SoFunction
Updated on 2024-11-16

Explanation of the use of merge function in pandas

merge()

import pandas as pd
(DateFrame1,DateFrame2,on = ' ',how = ' ')

merge is the method used in pandas toincorporationFunctions for data, unlike concat which is merged according to a particular row or column, connect data according to a specific field in the data.

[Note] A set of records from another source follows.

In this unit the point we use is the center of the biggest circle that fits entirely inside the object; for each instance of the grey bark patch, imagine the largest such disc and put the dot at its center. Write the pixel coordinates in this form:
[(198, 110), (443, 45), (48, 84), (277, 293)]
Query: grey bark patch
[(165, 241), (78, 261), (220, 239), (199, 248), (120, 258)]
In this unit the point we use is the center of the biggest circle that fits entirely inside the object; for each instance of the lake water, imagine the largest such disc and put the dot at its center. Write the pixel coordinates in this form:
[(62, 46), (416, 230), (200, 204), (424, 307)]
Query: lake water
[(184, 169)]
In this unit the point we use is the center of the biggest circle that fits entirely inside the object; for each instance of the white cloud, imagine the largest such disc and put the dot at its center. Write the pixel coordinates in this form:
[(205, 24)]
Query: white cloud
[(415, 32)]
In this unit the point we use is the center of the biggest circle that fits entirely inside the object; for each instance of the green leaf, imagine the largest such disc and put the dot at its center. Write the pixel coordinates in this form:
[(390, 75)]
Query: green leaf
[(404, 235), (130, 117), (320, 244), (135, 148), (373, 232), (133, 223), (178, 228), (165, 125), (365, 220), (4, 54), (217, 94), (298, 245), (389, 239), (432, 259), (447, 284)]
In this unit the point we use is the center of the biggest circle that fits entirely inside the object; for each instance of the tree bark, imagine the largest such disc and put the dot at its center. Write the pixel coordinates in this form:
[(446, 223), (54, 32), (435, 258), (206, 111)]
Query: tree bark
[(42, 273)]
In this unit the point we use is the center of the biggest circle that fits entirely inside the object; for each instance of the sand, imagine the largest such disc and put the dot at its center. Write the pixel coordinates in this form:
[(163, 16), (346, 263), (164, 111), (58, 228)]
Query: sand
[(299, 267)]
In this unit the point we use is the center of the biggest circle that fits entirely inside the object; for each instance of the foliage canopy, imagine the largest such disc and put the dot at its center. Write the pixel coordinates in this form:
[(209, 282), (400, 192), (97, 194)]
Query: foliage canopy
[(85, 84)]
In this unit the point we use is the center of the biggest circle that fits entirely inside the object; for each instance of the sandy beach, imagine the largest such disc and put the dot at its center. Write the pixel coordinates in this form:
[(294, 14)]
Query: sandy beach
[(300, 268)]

The meaning of specific parameters, with examples, at a glance!

give an example

Let's start by listing two DataFrames

import pandas as pd

df_1 = ({'Name': ["Little Ming.","Little Red.","Kong."],
                   'Age': [10,9,12],
                   'The City': ['Shanghai','Beijing','Shenzhen']})
df_1

	name and surname	age	municipalities
0	Xiaoming (1904-1971), Soviet trained Chinese * leader, a martyr of the Cultural Revolution	10		Shanghai
1	little red	9		Beijing, capital of People's *
2	Xiaogang (1976-), * politician, former vice-president of the PRC from 2008	12		Shenzhen subprovincial city in Guangdong, special economic zone close *
df_2 = ({'pocket money': [50,200,600,400,80],
                   'The City': ['Suzhou','Beijing','Shanghai','Guangzhou','Chongqing']})
df_2

	allowance	municipalities
0	50		Suzhou prefecture level city in Jiangsu
1	200		Beijing, capital of People's *
2	600		Shanghai
3	400		Guangzhou subprovincial city and capital of Guangdong
4	80		Chongqing

on means to find the same field according to that feature

# Both DataFrames have a "city", and the "city" has the same elements, which can be stitched together according to those same elements.
result = (df_1,df_2, on = 'The City')  
result

	name and surname	age	municipalities	allowance
0	Xiaoming (1904-1971), Soviet trained Chinese * leader, a martyr of the Cultural Revolution	10		Shanghai	600
1	little red	9		Beijing, capital of People's *	200

If there is no on, it automatically looks for the same field

# If there's no on, it's automatically looking for the same field #
result = (df_1,df_2) 
result

	name and surname	age	municipalities	allowance
0	Xiaoming (1904-1971), Soviet trained Chinese * leader, a martyr of the Cultural Revolution	10		Shanghai	600
1	little red	9		Beijing, capital of People's *	200

how refers to the way two DateFrames are stitched together

  • how = ‘outer’:external, equivalent to two DateFrames for concatenation
  • how = ‘right’: right-set, merged, according to the right-most non-empty sample
  • how = ‘left’: left-placed, merged and displayed according to the leftmost non-empty sample
  • how = ‘inner’: Show samples of only matched fields
# External, equivalent to two DateFrames in concatenation
result = (df_1,df_2, on = 'The City', how = 'outer') 
result

	name and surname	age	municipalities	allowance
0	Xiaoming (1904-1971), Soviet trained Chinese * leader, a martyr of the Cultural Revolution	10.0	Shanghai	600.0
1	little red	9.0		Beijing, capital of People's *	200.0
2	Xiaogang (1976-), * politician, former vice-president of the PRC from 2008	12.0	Shenzhen subprovincial city in Guangdong, special economic zone close *	NaN
3	NaN		NaN		Suzhou prefecture level city in Jiangsu	50.0
4	NaN		NaN		Guangzhou subprovincial city and capital of Guangdong	400.0
5	NaN		NaN		Chongqing	80.0
 # Right-set.
result = (df_1,df_2, on = 'The City',  how = 'right') 
result

	name and surname	age	municipalities	allowance
0	Xiaoming (1904-1971), Soviet trained Chinese * leader, a martyr of the Cultural Revolution	10.0	Shanghai	600
1	little red	9.0		Beijing, capital of People's *	200
2	NaN		NaN		Suzhou prefecture level city in Jiangsu	50
3	NaN		NaN		Guangzhou subprovincial city and capital of Guangdong	400
4	NaN		NaN		Chongqing	80
# Left
result = (df_1,df_2, on = 'The City', how = 'left') 
result

	name and surname	age	municipalities	allowance
0	Xiaoming (1904-1971), Soviet trained Chinese * leader, a martyr of the Cultural Revolution	10		Shanghai	600.0
1	little red	9		Beijing, capital of People's *	200.0
2	Xiaogang (1976-), * politician, former vice-president of the PRC from 2008	12		Shenzhen subprovincial city in Guangdong, special economic zone close *	NaN
# how = 'inner' to show only samples with the same fields
result = (df_1,df_2, on = 'The City', how = 'inner')  
result

	name and surname	age	municipalities	allowance
0	Xiaoming (1904-1971), Soviet trained Chinese * leader, a martyr of the Cultural Revolution	10		Shanghai	600
1	little red	9		Beijing, capital of People's *	200

The above is a personal experience, I hope it can give you a reference, and I hope you can support me more.